Gartner peak inflated expectations curve
|The Devil’s Advocate™|
Along with the simulation hypothesis a sign of our stupid times. Gartner plots the expectations of emerging technologies as they mature, and arrives at the conclusion that we overestimate the benefits of new technology over the short term, but wildly underestimate them over the long term.
The curve sees a “trigger” — the public introduction of a nascent technology — rapidly ascending to an overblown “peak expectation” which, being impossible to fulfil in the short term, collapses in time into a “disillusionment trough” before a gradual resurrection, as patient and unglamorous work to build out the technology enlightens the world, pulling expectations back up to a steadily increasing plateau.
But rather like the fatuous 10,000 hours hypothesis, the peak inflated expectations curve suffers, progressively, from a debilitating survivorship bias.
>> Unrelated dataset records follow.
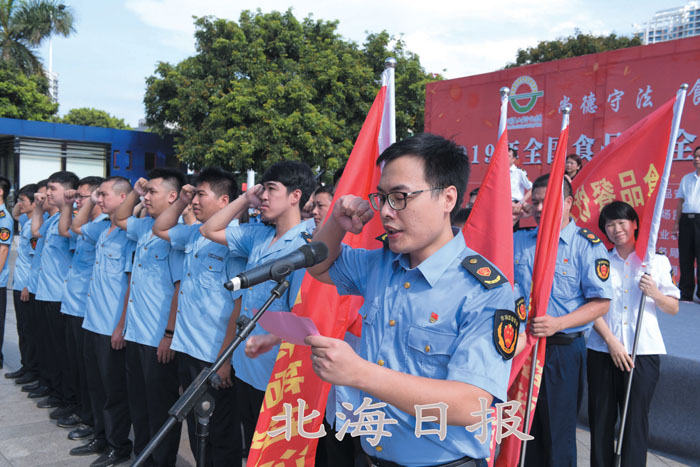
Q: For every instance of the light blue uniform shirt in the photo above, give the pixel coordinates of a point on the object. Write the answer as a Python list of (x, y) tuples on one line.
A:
[(204, 305), (156, 268), (25, 253), (55, 261), (252, 242), (36, 259), (6, 231), (105, 300), (435, 321), (77, 281), (575, 277)]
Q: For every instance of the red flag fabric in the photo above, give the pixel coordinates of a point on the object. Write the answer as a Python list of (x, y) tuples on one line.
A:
[(293, 379), (628, 169), (542, 279), (489, 229)]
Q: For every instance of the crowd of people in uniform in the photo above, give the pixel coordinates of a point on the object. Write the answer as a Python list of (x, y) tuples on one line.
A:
[(120, 304)]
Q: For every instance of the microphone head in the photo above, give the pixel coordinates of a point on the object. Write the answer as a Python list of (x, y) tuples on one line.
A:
[(314, 253)]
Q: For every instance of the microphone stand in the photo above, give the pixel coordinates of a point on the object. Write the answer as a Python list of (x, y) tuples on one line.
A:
[(197, 395)]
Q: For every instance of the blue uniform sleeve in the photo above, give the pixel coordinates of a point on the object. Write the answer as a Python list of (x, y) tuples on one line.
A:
[(592, 285), (92, 230), (475, 359), (350, 270), (180, 235)]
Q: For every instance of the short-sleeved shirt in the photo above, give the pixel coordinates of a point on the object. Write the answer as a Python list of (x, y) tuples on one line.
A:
[(689, 191), (519, 183), (6, 231), (576, 274), (38, 245), (435, 321), (252, 242), (621, 318), (55, 261), (77, 281), (25, 253), (204, 305), (156, 268), (105, 300)]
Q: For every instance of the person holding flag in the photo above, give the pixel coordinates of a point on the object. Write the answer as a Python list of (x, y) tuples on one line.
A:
[(413, 353), (610, 343), (580, 293)]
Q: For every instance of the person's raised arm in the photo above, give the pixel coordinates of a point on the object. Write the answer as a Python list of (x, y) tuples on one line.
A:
[(168, 218), (350, 214), (66, 216), (38, 216), (126, 209), (83, 215), (215, 227)]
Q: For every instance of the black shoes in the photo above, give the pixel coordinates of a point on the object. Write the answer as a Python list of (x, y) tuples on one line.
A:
[(111, 457), (69, 421), (82, 432), (26, 378), (15, 374), (96, 446)]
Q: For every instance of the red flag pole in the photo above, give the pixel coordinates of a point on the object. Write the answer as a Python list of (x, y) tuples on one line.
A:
[(528, 410)]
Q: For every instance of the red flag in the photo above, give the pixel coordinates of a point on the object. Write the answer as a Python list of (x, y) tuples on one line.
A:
[(542, 279), (628, 169), (293, 378)]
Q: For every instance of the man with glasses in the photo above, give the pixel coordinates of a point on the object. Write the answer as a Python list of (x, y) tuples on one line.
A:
[(429, 309)]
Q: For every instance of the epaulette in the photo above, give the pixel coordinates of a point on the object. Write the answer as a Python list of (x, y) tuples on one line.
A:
[(306, 236), (483, 271), (588, 235), (384, 238)]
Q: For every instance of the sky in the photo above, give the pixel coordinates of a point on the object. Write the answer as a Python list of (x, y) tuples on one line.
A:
[(118, 43)]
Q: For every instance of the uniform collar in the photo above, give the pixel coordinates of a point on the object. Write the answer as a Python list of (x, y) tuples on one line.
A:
[(437, 263)]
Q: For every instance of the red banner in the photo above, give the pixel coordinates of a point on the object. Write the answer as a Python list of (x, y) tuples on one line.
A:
[(609, 93)]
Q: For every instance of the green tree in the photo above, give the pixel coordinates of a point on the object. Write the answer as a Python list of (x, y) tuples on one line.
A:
[(270, 87), (24, 97), (25, 24), (93, 117), (572, 46)]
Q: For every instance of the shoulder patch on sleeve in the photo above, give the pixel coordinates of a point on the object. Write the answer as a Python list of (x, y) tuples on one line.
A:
[(483, 271), (521, 309), (590, 236), (384, 238), (505, 333), (602, 269)]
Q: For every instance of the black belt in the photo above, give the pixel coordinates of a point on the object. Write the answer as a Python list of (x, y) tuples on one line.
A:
[(465, 461), (562, 338)]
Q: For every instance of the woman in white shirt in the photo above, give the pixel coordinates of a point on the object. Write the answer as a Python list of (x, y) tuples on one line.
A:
[(612, 338)]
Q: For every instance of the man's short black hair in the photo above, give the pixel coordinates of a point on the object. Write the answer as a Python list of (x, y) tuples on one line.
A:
[(324, 189), (68, 179), (28, 190), (445, 163), (5, 186), (615, 211), (294, 175), (92, 182), (542, 180), (172, 176), (221, 182)]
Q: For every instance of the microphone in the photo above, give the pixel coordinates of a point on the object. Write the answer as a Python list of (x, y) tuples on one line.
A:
[(277, 269)]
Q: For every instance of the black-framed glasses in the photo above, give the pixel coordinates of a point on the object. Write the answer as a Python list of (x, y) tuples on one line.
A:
[(397, 199)]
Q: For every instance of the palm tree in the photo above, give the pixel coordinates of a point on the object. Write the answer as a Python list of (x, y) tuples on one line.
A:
[(24, 25)]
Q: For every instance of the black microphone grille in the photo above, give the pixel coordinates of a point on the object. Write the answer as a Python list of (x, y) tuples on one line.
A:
[(314, 253)]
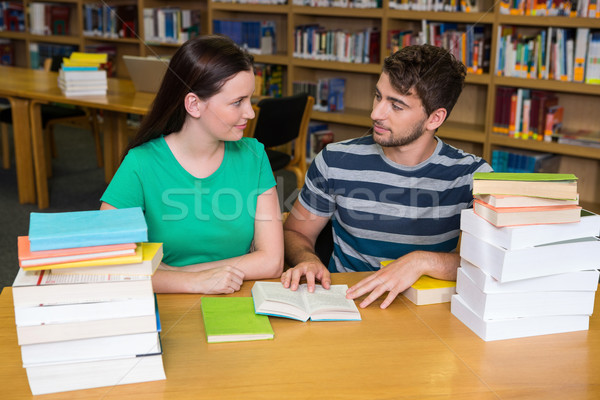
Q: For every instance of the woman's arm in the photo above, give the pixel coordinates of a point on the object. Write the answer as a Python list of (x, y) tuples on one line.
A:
[(224, 276)]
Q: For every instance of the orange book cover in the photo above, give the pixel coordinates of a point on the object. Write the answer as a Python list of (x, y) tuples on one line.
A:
[(28, 258)]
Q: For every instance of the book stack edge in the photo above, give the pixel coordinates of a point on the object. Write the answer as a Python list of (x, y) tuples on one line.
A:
[(92, 322), (527, 279)]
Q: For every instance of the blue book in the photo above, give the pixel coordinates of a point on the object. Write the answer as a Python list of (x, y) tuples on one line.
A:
[(51, 231)]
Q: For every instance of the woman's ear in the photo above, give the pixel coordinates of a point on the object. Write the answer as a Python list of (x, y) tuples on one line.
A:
[(193, 105)]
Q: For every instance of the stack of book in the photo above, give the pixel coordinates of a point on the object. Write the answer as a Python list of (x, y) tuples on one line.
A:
[(82, 75), (532, 275), (85, 311)]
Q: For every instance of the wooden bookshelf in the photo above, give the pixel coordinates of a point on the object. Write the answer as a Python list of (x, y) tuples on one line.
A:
[(470, 123)]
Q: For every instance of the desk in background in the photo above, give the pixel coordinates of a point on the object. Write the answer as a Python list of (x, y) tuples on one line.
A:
[(403, 352), (26, 89)]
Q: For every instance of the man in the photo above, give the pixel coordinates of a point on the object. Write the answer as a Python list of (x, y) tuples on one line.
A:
[(396, 194)]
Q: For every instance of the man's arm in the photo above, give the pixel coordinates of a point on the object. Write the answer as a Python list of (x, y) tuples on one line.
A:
[(300, 231), (399, 275)]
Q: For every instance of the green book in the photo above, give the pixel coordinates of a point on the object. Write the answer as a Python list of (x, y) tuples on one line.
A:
[(551, 186), (529, 177), (232, 319)]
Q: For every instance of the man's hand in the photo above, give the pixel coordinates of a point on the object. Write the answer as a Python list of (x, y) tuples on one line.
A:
[(394, 278), (313, 270)]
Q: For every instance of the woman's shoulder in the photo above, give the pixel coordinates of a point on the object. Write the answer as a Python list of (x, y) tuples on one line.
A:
[(247, 145)]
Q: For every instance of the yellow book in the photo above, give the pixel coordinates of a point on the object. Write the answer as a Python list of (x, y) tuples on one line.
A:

This kicks in just where the curve gets interesting — its trough — and no-one ever draws the curve quite long enough to illustrate what happens when the mature technology becomes quotidian and then archaic.
Many of the great technologies of the age do demonstrate this kind of technology — the internet is arguably one, though the trough was barely lower than that first peak expectation — but just as many do not. Email exploded, from nowhere, and never looked back. Just as many technologies troughed, never to return.